Just then, my secretary buzzed me on the intercom.

'Billy Bob, it's Lucas Smothers,' she said, and before I could respond, Lucas opened the inner office door and walked inside.

'I'm sorry. I didn't know you was in here with anybody,' he said.

'It's all right,' I said.

Jamie Lake's eyes seemed to peel Lucas's clothes off his skin. Then she turned her glare on me.

'Ask him what other time he had that shirt on,' she said.

'Excuse me?' I said.

'The night we saw him in the picnic ground. That's all he had on. His pants were around his knees and he was passed out, and he had that blue-white check shirt on, with the little gold horns on the shoulders. He was passed out, with his underwear down on his moon, and she was puking in the bushes,' she said.

Lucas's face turned dark red.

'Yeah, she's right. But I don't understand what's going on,' he said.

Temple walked from behind Jamie's chair and put one hand on Jamie's shoulder, her fingers stroking the tattoo of a winged dragon.

'Let's talk about long-sleeve blouses, kiddo.

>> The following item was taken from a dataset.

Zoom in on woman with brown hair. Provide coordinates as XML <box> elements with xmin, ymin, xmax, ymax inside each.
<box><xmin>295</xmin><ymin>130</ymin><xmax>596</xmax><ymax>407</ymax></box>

What do you wear, like a medium or a ten?' she said.

After Jamie and Virgil had gone, Lucas sat down in front of my desk.

'It's my dad. He don't usually drink. But last night he sat out on the windmill tank and drunk durn near a pint of whiskey,' he said.

'This has been hard on him,' I said.

'That ain't it.' He turned around and looked at Temple.

'Go ahead. It won't leave this office,' I said.

'He wouldn't come in. He slept out there on the ground. This morning he showered and ate some aspirins and I fixed him some breakfast, and he sat there eating it like it was cardboard.'

I waited. Lucas pulled at his shirtsleeve and snuffed down in his nose, as though the room were too cold.

'He was talking about getting even with Vanzandt. I go, "You mean Darl, 'cause of what he done at the country club?"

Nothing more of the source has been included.